Data Enrichment using IoT Hubs, Azure Functions and CrateDB¶

This integration document details how to create an enrichment pipeline between data ingested into an Azure IoT Hub and CrateDB, using serverless Azure Functions.

Abstract¶

Within IoT scale data solutions, ingestion of data from a multi-device source like an Azure IoT Hub into a database such as CrateDB for data analysis is quite common. However, many use cases also call for the raw data in the IoT Hub source to be transformed or enriched before final insertion into CrateDB.

This can be accomplished using Azure Functions: event-driven code triggered by new data flowing into an IoT Hub.

An Azure Function is a short-lived, serverless computation that is triggered by external events. The trigger produces an input payload, which is delivered to the Azure Function. The Azure Function then does computation with this payload and subsequently outputs its result to other Azure Functions, computation services, or storage services.

A common pattern is to use an Azure Function to enrich and ingest data to a CrateDB instance by connecting that Azure Function to an IoT Hub’s new messages trigger.

When new messages arrive in an IoT Hub, they will be batched and sent to the Azure Function. This Azure Function can then perform enrichment computations on the raw payload. Finally, it ingests that payload into a CrateDB instance using whichever client corresponds to the language the Azure Function is written in.

Implementation¶

Set Up¶

To illustrate how this architecture can be used, we shall create a scenario in which we have a fleet of satellites, each sending their location as a latitude and longitude coordinate pair to an Azure IoT Hub. Each payload from each satellite looks like:

{
  "id": "Zero Gravitas",
  "type": "unmanned",
  "location": {
    "longitude": -164.5984,
    "latitude": -24.9734
  },
  "timestamp": 1588240576
}

Each payload contains an id field with the satellite’s name, the type of satellite, the location of the satellite, and the timestamp of when the location metric was taken.
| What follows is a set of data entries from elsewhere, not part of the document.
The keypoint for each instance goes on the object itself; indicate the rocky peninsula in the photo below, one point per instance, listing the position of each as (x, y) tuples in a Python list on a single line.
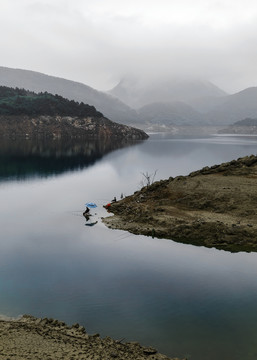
[(212, 207), (49, 339)]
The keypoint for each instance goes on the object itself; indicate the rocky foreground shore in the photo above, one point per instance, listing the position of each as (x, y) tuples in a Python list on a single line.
[(213, 207), (49, 339)]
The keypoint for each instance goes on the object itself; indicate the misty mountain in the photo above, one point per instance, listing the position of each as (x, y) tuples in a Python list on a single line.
[(245, 126), (38, 82), (235, 107), (137, 93), (175, 113)]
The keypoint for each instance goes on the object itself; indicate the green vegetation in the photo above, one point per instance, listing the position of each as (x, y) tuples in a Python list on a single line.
[(22, 102)]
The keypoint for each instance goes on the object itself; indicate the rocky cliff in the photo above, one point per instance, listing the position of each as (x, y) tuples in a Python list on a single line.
[(27, 114), (41, 126)]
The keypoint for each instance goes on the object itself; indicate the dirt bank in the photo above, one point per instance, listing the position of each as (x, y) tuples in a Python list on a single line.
[(214, 207), (48, 339)]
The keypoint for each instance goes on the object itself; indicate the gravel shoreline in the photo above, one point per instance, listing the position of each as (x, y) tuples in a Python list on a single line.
[(212, 207), (33, 338)]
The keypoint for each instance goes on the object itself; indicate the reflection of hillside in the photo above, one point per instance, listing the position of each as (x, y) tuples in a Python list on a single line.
[(20, 159)]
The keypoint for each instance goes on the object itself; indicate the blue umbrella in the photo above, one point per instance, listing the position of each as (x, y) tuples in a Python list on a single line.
[(91, 205)]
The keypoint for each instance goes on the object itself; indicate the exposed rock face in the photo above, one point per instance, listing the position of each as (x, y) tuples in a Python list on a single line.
[(214, 207), (65, 126), (32, 338)]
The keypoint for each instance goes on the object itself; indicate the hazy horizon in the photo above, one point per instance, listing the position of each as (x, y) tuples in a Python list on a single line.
[(100, 42)]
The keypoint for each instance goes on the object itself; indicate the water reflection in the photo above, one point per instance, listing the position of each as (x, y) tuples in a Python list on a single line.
[(20, 159)]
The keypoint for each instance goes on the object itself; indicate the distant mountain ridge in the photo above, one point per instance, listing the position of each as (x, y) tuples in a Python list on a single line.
[(111, 107), (162, 102), (235, 107), (27, 114), (137, 92)]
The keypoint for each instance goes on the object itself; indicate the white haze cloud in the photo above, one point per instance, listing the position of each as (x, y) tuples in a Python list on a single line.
[(98, 42)]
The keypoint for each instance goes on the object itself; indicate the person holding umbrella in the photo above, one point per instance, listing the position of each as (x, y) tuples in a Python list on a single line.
[(89, 206)]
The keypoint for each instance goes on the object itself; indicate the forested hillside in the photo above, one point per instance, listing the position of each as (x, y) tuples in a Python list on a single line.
[(22, 102)]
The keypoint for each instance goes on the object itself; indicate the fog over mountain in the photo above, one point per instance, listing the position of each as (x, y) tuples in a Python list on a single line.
[(170, 101), (138, 92), (111, 107), (235, 107)]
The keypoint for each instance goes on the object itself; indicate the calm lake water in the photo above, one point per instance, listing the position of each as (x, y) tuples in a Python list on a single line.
[(186, 301)]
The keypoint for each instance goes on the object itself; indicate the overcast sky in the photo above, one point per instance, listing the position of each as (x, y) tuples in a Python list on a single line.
[(98, 42)]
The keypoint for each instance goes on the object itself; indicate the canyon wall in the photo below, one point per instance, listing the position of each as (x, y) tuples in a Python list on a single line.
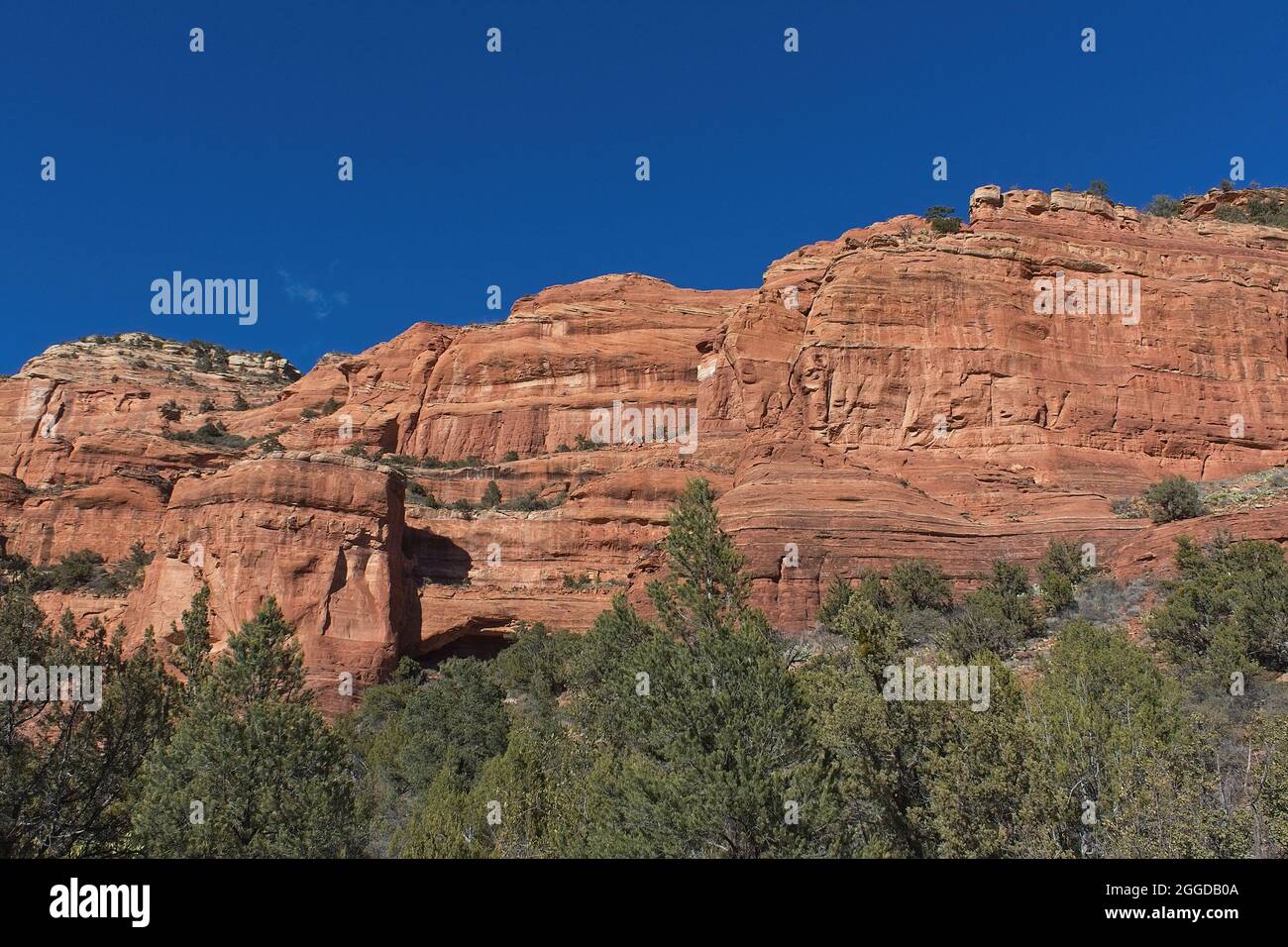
[(890, 393)]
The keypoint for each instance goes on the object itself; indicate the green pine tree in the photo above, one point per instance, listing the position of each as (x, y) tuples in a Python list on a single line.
[(252, 768)]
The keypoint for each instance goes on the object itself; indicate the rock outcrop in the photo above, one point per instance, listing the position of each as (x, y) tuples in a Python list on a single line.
[(896, 392)]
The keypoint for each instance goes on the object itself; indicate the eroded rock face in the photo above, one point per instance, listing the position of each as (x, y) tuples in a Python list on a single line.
[(888, 394), (917, 402), (321, 534)]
The goal of this enrichment is two-fold. The first is to transform the location item into a WKT string, such as POINT (-24.9734 -164.5984) before it is ingested. Secondly, we wish to branch which column the payloads are ingested into, depending on whether the satellite is manned or unmanned.

Prerequisites¶

In order to deploy this architecture, there are several prerequisites:

An Azure IoT Hub with data flowing into it. Azure has some useful data simulators.
An Azure storage account
A development environment for Azure Functions
A running CrateDB cluster

CrateDB¶

Your CrateDB tables’ structure will look like this:

CREATE TABLE IF NOT EXISTS "doc"."satellites" (
   "ts" TIMESTAMP WITHOUT TIME ZONE,
   "ts_month" TIMESTAMP WITHOUT TIME ZONE GENERATED ALWAYS AS date_trunc('month', "ts"),
   "unmanned" OBJECT(STRICT) AS (
      "id" TEXT,
      "location" GEO_POINT,
      "timestamp" TIMESTAMP WITHOUT TIME ZONE
   ),
   "manned" OBJECT(STRICT) AS (
      "id" TEXT,
      "location" GEO_POINT,
      "timestamp" TIMESTAMP WITHOUT TIME ZONE
   ),
   "debug" OBJECT(DYNAMIC)
) CLUSTERED INTO 4 SHARDS
  PARTITIONED BY ("ts_month");

Azure Function¶

You should first create an environment for your function application. Following the documentation for whichever environment you would develop in (for example, Visual Studio Code), you should have a folder structure like this:

ReferenceArchitectureProject
 | - IoTHubToCrateDBFunction
 | | - index.js
 | | - function.json
 | - node_modules
 | - host.json
 | - package.json
 | - extensions.csproj
 | - local.settings.json

Your Azure Function, IoTHubToCrateDBFunction, will be composed of 2 files:

function.json which defines the metadata of your function.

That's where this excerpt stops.